Data Privacy - The Cornerstone of Contemporary Compliance

by Joe Sturonas, Jeff Cherrington
February 1, 2010

Disk encryption seems an obvious response. If all the data on all the DASD in the data center is encrypted, then all risk would be mitigated, right? The hesitance of the market to pursue this option stems directly from the issues underlying the approach. Full disk encryption in the hardware is a necessary layer of security that protects customers when an IBM Field Engineer (FE), without the need to destroy or wipe the data off the drive, removes a Redundant Array of Inexpensive Disks (RAID) 5 disk from a DS8000 series cabinet. The IBM FE can leave with the drive confident that all the data on the drive itself is encrypted and not accessible by anyone once it leaves the premises. However, when the DS8000 is up and operational, all the data on those encrypted disks is accessible, protected only by the layers of security that security server offers.
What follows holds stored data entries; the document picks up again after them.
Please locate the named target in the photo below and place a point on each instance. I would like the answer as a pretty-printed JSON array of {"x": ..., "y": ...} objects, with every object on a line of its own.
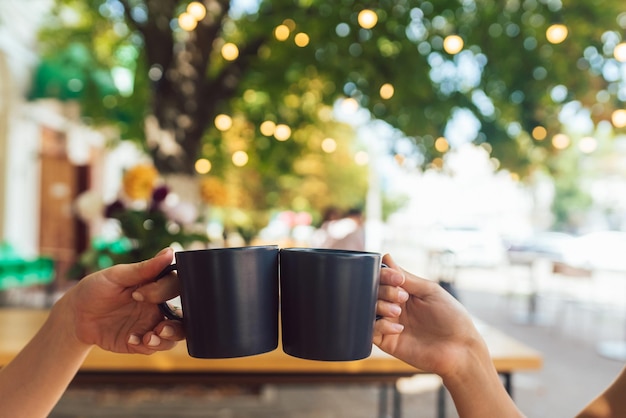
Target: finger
[
  {"x": 391, "y": 276},
  {"x": 387, "y": 309},
  {"x": 153, "y": 342},
  {"x": 413, "y": 284},
  {"x": 156, "y": 292},
  {"x": 129, "y": 275},
  {"x": 393, "y": 294},
  {"x": 384, "y": 328},
  {"x": 170, "y": 330}
]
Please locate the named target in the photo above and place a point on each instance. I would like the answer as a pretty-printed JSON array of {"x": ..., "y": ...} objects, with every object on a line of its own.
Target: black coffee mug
[
  {"x": 229, "y": 300},
  {"x": 328, "y": 302}
]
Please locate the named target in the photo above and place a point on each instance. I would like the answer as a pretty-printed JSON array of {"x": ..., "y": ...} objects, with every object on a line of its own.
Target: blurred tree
[{"x": 275, "y": 69}]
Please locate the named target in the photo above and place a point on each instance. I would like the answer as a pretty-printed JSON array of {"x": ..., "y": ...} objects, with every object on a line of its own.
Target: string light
[
  {"x": 240, "y": 158},
  {"x": 197, "y": 10},
  {"x": 441, "y": 144},
  {"x": 267, "y": 128},
  {"x": 386, "y": 91},
  {"x": 453, "y": 44},
  {"x": 230, "y": 52},
  {"x": 282, "y": 132},
  {"x": 367, "y": 18},
  {"x": 187, "y": 22},
  {"x": 302, "y": 39},
  {"x": 539, "y": 133},
  {"x": 281, "y": 32},
  {"x": 203, "y": 166},
  {"x": 223, "y": 122},
  {"x": 556, "y": 33}
]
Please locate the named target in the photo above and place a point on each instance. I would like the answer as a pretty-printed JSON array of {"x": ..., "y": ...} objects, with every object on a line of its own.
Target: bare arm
[
  {"x": 114, "y": 309},
  {"x": 433, "y": 332},
  {"x": 609, "y": 404}
]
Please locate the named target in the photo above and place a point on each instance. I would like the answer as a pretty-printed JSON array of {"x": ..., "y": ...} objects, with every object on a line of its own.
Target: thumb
[{"x": 128, "y": 275}]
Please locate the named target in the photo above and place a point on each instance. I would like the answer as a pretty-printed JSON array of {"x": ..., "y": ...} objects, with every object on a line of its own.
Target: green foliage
[{"x": 505, "y": 75}]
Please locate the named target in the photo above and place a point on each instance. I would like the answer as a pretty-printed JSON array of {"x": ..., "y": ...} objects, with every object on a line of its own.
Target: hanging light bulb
[
  {"x": 453, "y": 44},
  {"x": 367, "y": 19},
  {"x": 556, "y": 33}
]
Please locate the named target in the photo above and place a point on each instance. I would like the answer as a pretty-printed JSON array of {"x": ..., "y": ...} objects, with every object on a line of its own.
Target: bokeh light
[
  {"x": 230, "y": 52},
  {"x": 197, "y": 10},
  {"x": 282, "y": 132},
  {"x": 281, "y": 32},
  {"x": 203, "y": 166},
  {"x": 302, "y": 39},
  {"x": 367, "y": 19},
  {"x": 441, "y": 144},
  {"x": 556, "y": 33},
  {"x": 453, "y": 44},
  {"x": 187, "y": 22},
  {"x": 240, "y": 158},
  {"x": 386, "y": 91},
  {"x": 539, "y": 133},
  {"x": 223, "y": 122}
]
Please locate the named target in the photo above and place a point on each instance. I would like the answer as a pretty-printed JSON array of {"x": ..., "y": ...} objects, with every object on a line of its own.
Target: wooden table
[{"x": 17, "y": 326}]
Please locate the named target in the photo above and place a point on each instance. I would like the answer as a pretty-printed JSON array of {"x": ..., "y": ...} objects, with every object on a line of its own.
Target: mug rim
[
  {"x": 336, "y": 251},
  {"x": 220, "y": 249}
]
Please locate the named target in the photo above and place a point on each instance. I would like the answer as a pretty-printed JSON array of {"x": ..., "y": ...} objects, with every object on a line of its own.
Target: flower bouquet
[{"x": 148, "y": 218}]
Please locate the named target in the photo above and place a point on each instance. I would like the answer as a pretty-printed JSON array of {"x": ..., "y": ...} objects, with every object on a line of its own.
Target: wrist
[{"x": 63, "y": 321}]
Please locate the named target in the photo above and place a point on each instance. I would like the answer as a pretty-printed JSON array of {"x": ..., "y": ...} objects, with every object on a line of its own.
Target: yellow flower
[
  {"x": 139, "y": 182},
  {"x": 213, "y": 191}
]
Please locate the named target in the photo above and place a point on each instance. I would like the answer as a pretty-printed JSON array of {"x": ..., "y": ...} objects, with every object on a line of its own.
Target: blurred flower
[{"x": 148, "y": 218}]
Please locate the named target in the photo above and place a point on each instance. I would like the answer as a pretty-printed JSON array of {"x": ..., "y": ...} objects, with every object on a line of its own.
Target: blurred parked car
[
  {"x": 467, "y": 246},
  {"x": 549, "y": 245},
  {"x": 601, "y": 250}
]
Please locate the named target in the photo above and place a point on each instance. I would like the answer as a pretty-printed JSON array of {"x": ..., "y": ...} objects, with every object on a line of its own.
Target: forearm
[
  {"x": 610, "y": 403},
  {"x": 33, "y": 382},
  {"x": 477, "y": 390}
]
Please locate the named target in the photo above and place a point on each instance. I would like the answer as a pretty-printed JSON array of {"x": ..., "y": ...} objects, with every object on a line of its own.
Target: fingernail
[
  {"x": 397, "y": 327},
  {"x": 396, "y": 310},
  {"x": 154, "y": 341},
  {"x": 163, "y": 251},
  {"x": 167, "y": 331}
]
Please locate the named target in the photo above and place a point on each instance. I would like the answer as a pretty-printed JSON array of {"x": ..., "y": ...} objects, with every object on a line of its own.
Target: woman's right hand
[{"x": 428, "y": 328}]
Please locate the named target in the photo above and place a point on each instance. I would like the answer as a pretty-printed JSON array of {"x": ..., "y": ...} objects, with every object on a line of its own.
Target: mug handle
[
  {"x": 384, "y": 266},
  {"x": 164, "y": 307}
]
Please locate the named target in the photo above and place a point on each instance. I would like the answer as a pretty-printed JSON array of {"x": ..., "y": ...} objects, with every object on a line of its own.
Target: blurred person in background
[{"x": 342, "y": 232}]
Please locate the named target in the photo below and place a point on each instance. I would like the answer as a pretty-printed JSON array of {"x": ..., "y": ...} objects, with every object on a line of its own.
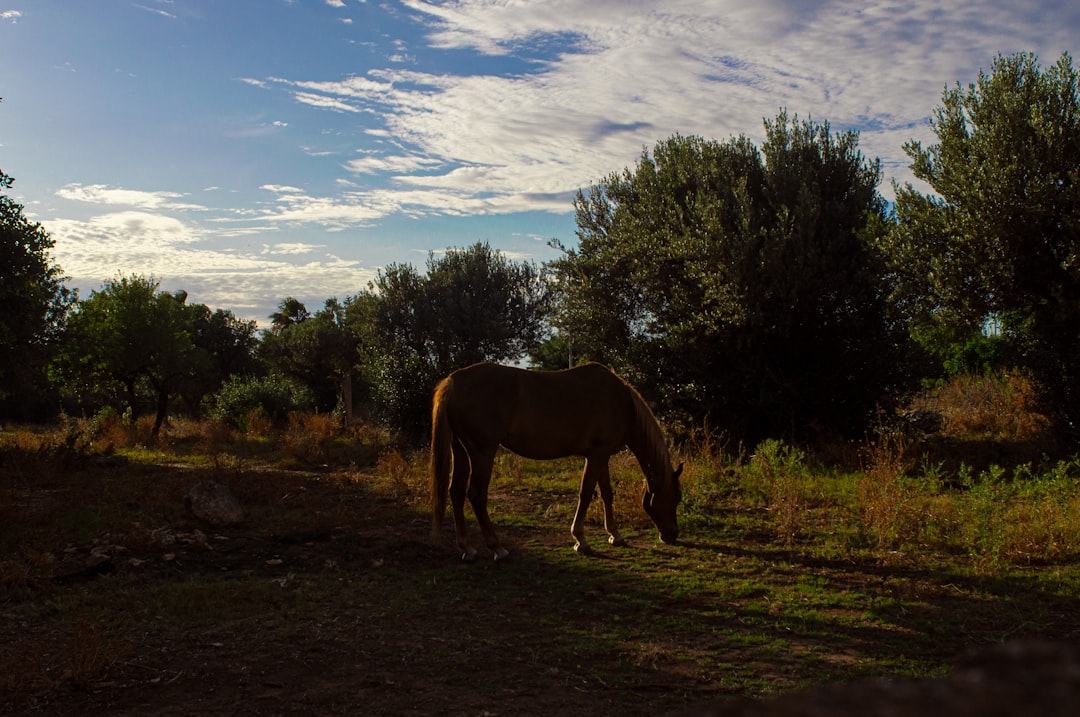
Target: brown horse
[{"x": 586, "y": 411}]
The second encryption approach is transport encryption, wherein data is protected as it leaves one point and is transmitted to a receiving point. This approach is widely accepted, offering the advantage that it can be applied naturally as a new, non-disruptive step in existing workflows. Transport encryption does require that both the sender and receiver use compatible applications and exchange encryption keys. When in place, it then provides significant mitigation to the risk of data being intercepted and used for dishonest purposes. While widely used, many organizations are finding transport encryption application licensing too expensive and that it leaves gaps in data protection. These gaps occur when the data is sitting on an intermediate server waiting for transmission; when it’s written to physical media; and when it sits within the recipient’s data center, on the receiving transmission server, or on physical media.

Data-Centric Security

The third approach is encryption attached to the data itself. Data-centric encryption offers another layer of protection. This approach encrypts the data so that whether the data remains on z/OS or moves to another platform, the data itself is protected and can be decrypted only by the authorized users or systems with access to private keys used to decrypt the data. This provides a way to protect the data itself, without having to rely on the access control mechanisms on various operating systems and platforms.

Data centers increasingly rely on a layered security approach because no one layer of protection is enough when it comes to information security. Given the pervasive connectivity of z/OS with TCP/IP, data-centric security provides a means for another layer of security on the platform. Even if the data you’re protecting is never intended to leave z/OS, it remains protected at rest and in motion should things change and the data needs to be shared with others.

Data-centric security doesn’t require you to rebuild all your z/OS applications to accommodate encryption; it’s typically incrementally integrated into existing online and batch environments. File-based encryption can occur by augmenting existing batch and online environments so you decrypt information needed by applications just in time, and encrypt the information when the originating applications complete. (Encryption can occur even before that time; emerging best practices look to have data protected record-by-record as it’s produced by applications or extracted from the database.) This doesn’t require any changes to existing application programs and still protects your information at rest.